Adding a new S3 bucket

First, create the folder structure that will contain the new S3 bucket in your environment. Replace <account name> with the value you used for AwsAccountName when generating your infrastructure-live code in the infrastructure live section.

mkdir -p <account name>/<region>/<account name>/data-storage/s3
touch <account name>/<region>/region.hcl
touch <account name>/<region>/<account name>/data-storage/s3/terragrunt.hcl

Add the following content to the region.hcl file created above, replacing <your region> with the region you would like to deploy infrastructure in.

<account name>/<region>/region.hcl
locals {
aws_region = "<your region>"
}

Next, add the terragrunt code to create an S3 bucket. Copy the terragrunt code below, replacing <your S3 bucket name> with your desired bucket name. You may name the bucket whatever you like, just make sure it’s unique.

<account name>/<region>/<account name>/data-storage/s3/terragrunt.hcl
# ------------------------------------------------------------------------------------------------------
# DEPLOY GRUNTWORK’s S3-BUCKET MODULE
# ------------------------------------------------------------------------------------------------------

terraform {
source = "git::git@github.com:gruntwork-io/terraform-aws-service-catalog.git//modules/data-stores/s3-bucket?ref=v0.104.15"
}

include "root" {
path = find_in_parent_folders()
}

inputs = {
primary_bucket = "<your S3 bucket name>"
}

Planning and Applying

Create a new branch for your changes, commit your changes to your branch, then push your branch. Next, create a PR to merge your branch into main (the default branch in your repository). Follow this GitHub tutorial to create a pull request using your preferred tool of choice.

After you create the PR, GitHub Actions (GHA) will automatically run the GHA workflow defined in infrastructure-live in /.github/workflows/pipelines.yml. Once complete, Pipelines will add a comment to the PR with a link to the GHA workflow logs, click the link see the output of the terragrunt plan action that ran as a result of your changes.

If the plan output looks as expected, you are ready to merge your PR and create the S3 bucket. Click the Merge pull request button to merge the pull request. On merge, Pipelines will automatically run an apply action to provision the S3 bucket. You can find the GHA workflow run associated with the merged PR by navigating to the main branch on your PR and clicking on the Check Run icon at the top of the file explorer, then clicking details next to the Pipelines workflow. This will take you to the dispatch job for Pipelines, which contains a link to the workflow run in infrastructure-pipelines where you can see the output of your Pipelines run.

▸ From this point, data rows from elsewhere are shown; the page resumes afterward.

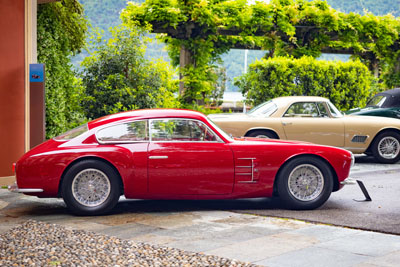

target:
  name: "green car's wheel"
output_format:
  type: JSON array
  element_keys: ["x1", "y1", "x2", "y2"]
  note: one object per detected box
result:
[{"x1": 372, "y1": 131, "x2": 400, "y2": 163}]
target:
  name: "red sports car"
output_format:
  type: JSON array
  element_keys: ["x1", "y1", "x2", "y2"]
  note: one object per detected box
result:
[{"x1": 9, "y1": 109, "x2": 354, "y2": 215}]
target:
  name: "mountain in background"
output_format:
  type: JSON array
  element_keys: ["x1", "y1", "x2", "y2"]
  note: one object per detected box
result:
[{"x1": 72, "y1": 0, "x2": 400, "y2": 91}]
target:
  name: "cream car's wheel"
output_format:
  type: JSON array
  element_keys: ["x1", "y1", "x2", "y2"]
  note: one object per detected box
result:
[
  {"x1": 277, "y1": 156, "x2": 333, "y2": 209},
  {"x1": 372, "y1": 131, "x2": 400, "y2": 163},
  {"x1": 62, "y1": 160, "x2": 120, "y2": 215}
]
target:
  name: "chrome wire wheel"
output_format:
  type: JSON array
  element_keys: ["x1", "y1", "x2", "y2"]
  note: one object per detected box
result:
[
  {"x1": 378, "y1": 136, "x2": 400, "y2": 159},
  {"x1": 72, "y1": 169, "x2": 111, "y2": 207},
  {"x1": 288, "y1": 164, "x2": 324, "y2": 201}
]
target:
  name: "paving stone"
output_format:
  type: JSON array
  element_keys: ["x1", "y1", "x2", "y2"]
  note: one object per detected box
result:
[
  {"x1": 260, "y1": 246, "x2": 370, "y2": 267},
  {"x1": 318, "y1": 231, "x2": 400, "y2": 257},
  {"x1": 356, "y1": 251, "x2": 400, "y2": 267},
  {"x1": 205, "y1": 233, "x2": 317, "y2": 262}
]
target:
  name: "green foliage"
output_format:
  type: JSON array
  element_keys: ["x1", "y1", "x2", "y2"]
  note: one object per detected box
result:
[
  {"x1": 82, "y1": 26, "x2": 179, "y2": 118},
  {"x1": 122, "y1": 0, "x2": 400, "y2": 98},
  {"x1": 236, "y1": 56, "x2": 377, "y2": 110},
  {"x1": 37, "y1": 0, "x2": 87, "y2": 138}
]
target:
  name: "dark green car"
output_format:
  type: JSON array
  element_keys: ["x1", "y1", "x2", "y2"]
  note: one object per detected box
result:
[{"x1": 346, "y1": 88, "x2": 400, "y2": 119}]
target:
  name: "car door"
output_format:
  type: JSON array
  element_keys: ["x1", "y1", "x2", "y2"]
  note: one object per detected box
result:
[
  {"x1": 281, "y1": 102, "x2": 345, "y2": 147},
  {"x1": 148, "y1": 118, "x2": 234, "y2": 196}
]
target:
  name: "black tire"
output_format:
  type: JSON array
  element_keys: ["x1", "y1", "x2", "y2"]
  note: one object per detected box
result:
[
  {"x1": 61, "y1": 160, "x2": 121, "y2": 215},
  {"x1": 371, "y1": 131, "x2": 400, "y2": 163},
  {"x1": 277, "y1": 157, "x2": 333, "y2": 210},
  {"x1": 246, "y1": 130, "x2": 279, "y2": 139}
]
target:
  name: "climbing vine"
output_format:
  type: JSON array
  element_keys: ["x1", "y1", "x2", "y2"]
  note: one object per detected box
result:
[{"x1": 122, "y1": 0, "x2": 400, "y2": 102}]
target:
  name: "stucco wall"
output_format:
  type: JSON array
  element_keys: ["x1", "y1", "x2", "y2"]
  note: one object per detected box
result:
[{"x1": 0, "y1": 0, "x2": 25, "y2": 177}]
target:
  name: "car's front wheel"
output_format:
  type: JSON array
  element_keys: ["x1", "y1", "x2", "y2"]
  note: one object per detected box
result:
[
  {"x1": 277, "y1": 157, "x2": 333, "y2": 210},
  {"x1": 372, "y1": 131, "x2": 400, "y2": 163},
  {"x1": 62, "y1": 160, "x2": 120, "y2": 215}
]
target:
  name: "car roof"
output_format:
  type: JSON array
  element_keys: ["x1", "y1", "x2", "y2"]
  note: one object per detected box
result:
[
  {"x1": 376, "y1": 88, "x2": 400, "y2": 97},
  {"x1": 88, "y1": 109, "x2": 206, "y2": 129},
  {"x1": 274, "y1": 96, "x2": 328, "y2": 103},
  {"x1": 273, "y1": 96, "x2": 329, "y2": 108}
]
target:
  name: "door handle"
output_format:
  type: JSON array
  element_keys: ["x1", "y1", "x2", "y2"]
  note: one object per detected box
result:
[{"x1": 149, "y1": 156, "x2": 168, "y2": 159}]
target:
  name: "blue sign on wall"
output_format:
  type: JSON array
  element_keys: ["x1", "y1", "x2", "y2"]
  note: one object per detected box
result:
[{"x1": 29, "y1": 64, "x2": 44, "y2": 83}]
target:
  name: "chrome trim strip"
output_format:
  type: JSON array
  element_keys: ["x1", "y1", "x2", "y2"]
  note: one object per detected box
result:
[
  {"x1": 8, "y1": 183, "x2": 44, "y2": 193},
  {"x1": 149, "y1": 156, "x2": 168, "y2": 159}
]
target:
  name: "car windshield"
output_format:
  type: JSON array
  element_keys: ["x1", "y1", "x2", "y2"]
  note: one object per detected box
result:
[
  {"x1": 54, "y1": 123, "x2": 88, "y2": 141},
  {"x1": 327, "y1": 102, "x2": 343, "y2": 118},
  {"x1": 247, "y1": 100, "x2": 278, "y2": 117},
  {"x1": 367, "y1": 95, "x2": 386, "y2": 107},
  {"x1": 207, "y1": 118, "x2": 232, "y2": 141}
]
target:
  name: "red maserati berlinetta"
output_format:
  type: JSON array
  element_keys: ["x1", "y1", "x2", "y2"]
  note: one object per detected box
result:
[{"x1": 9, "y1": 109, "x2": 354, "y2": 215}]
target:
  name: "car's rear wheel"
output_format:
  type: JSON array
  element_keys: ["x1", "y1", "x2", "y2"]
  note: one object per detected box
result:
[
  {"x1": 246, "y1": 130, "x2": 279, "y2": 139},
  {"x1": 372, "y1": 131, "x2": 400, "y2": 163},
  {"x1": 277, "y1": 157, "x2": 333, "y2": 210},
  {"x1": 62, "y1": 160, "x2": 120, "y2": 215}
]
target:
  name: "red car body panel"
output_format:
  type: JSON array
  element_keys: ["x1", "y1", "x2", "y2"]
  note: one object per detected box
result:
[{"x1": 16, "y1": 109, "x2": 352, "y2": 199}]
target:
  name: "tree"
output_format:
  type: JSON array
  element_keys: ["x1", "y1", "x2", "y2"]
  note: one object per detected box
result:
[
  {"x1": 81, "y1": 25, "x2": 179, "y2": 118},
  {"x1": 37, "y1": 0, "x2": 87, "y2": 138},
  {"x1": 236, "y1": 56, "x2": 377, "y2": 110},
  {"x1": 122, "y1": 0, "x2": 400, "y2": 102}
]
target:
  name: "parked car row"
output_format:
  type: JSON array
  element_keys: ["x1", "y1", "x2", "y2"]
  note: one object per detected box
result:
[
  {"x1": 9, "y1": 90, "x2": 400, "y2": 215},
  {"x1": 209, "y1": 96, "x2": 400, "y2": 163}
]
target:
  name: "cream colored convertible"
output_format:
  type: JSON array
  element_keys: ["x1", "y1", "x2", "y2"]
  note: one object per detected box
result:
[{"x1": 209, "y1": 96, "x2": 400, "y2": 163}]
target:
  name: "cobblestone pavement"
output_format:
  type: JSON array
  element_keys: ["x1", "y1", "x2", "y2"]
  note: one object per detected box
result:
[{"x1": 0, "y1": 156, "x2": 400, "y2": 267}]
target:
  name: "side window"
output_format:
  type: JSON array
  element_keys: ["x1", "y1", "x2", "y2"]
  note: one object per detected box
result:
[
  {"x1": 283, "y1": 102, "x2": 319, "y2": 117},
  {"x1": 317, "y1": 102, "x2": 329, "y2": 118},
  {"x1": 96, "y1": 121, "x2": 149, "y2": 143},
  {"x1": 150, "y1": 119, "x2": 219, "y2": 142}
]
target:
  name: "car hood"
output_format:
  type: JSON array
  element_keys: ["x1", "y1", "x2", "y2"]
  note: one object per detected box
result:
[{"x1": 342, "y1": 114, "x2": 400, "y2": 129}]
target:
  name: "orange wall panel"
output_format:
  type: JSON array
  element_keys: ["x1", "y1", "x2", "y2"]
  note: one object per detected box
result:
[{"x1": 0, "y1": 0, "x2": 25, "y2": 177}]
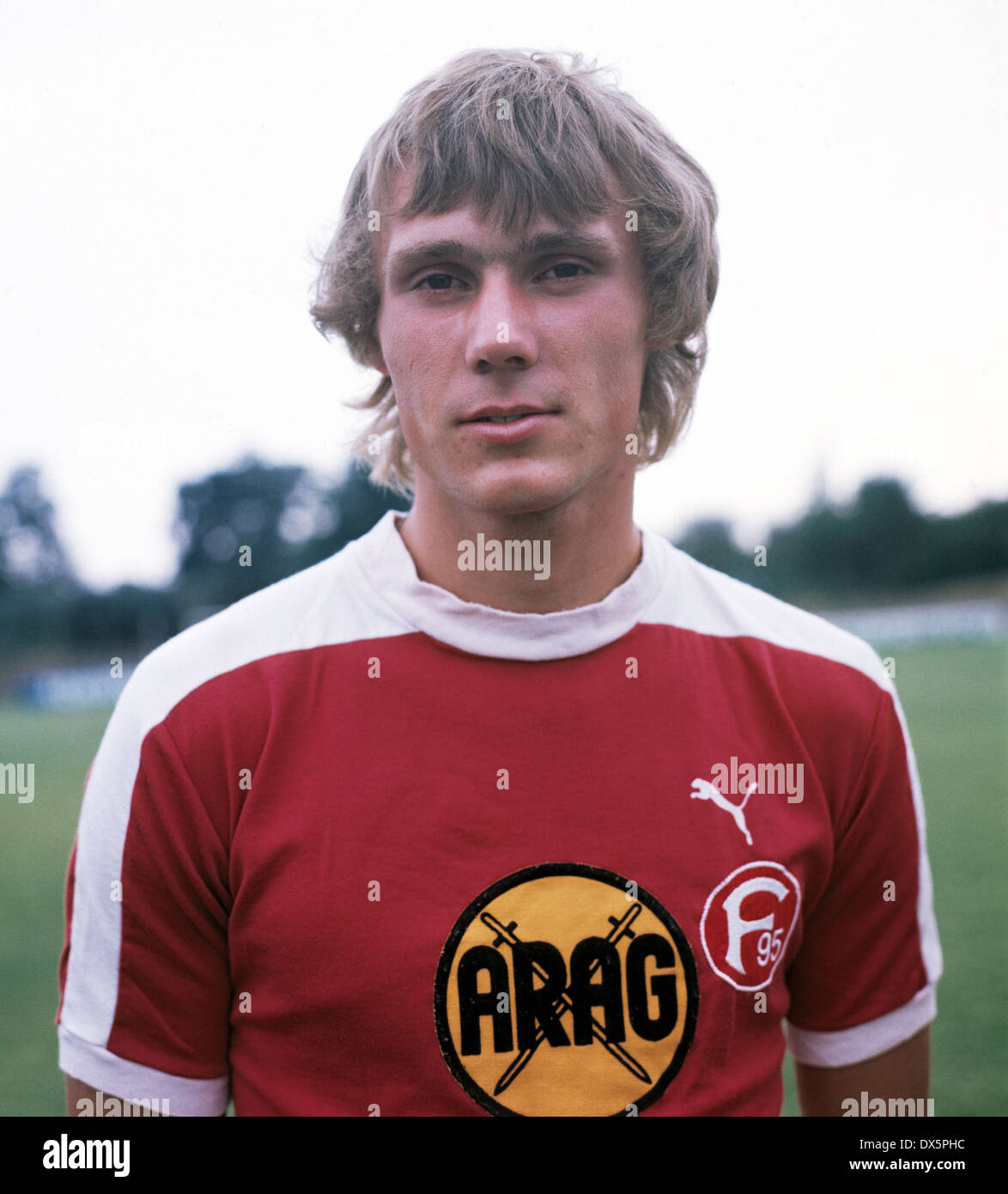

Congratulations! You've just used Gruntwork Pipelines and a GitOps workflow to provision resources in AWS.

Common errors

Error: Parameter token or opts.auth is required

This means that one of the secrets you needed to specify above was not configured correctly.

Next steps

Add/update/destroy more resources

At this point, you can continue using Pipelines on your own by adding, updating, and deleting terragrunt.hcl files to or from your environment. Alternatively, create a _module_defaults directory as a way to set default module vaules picked up by multiple terragrunt.hcl files, define a module there, then use it in your environment to see how Pipelines handles these types of changes.

Adding more AWS accounts

You also can extend your usage across many AWS accounts by re-running the infrastructure-live boilerplate template to create the folder structure for additional accounts (you will need to manually update your accounts.yml file with this approach).

Adding more git repositories

You can extend the Pipelines model so that a single infrastructure-pipelines repository can serve more than one infrastructure-live repository. This is useful if a central DevOps team or platform team wants to maintain control over the Pipeline, while allowing individual app teams to "hook in" to the Pipeline.

Cleanup (optional)

If you are not going to continue using Pipelines after this tutorial, clean up the resources you created by running terragrunt run-all destroy from your account based folder. You may also delete the two repositories created in Setting up the repositories.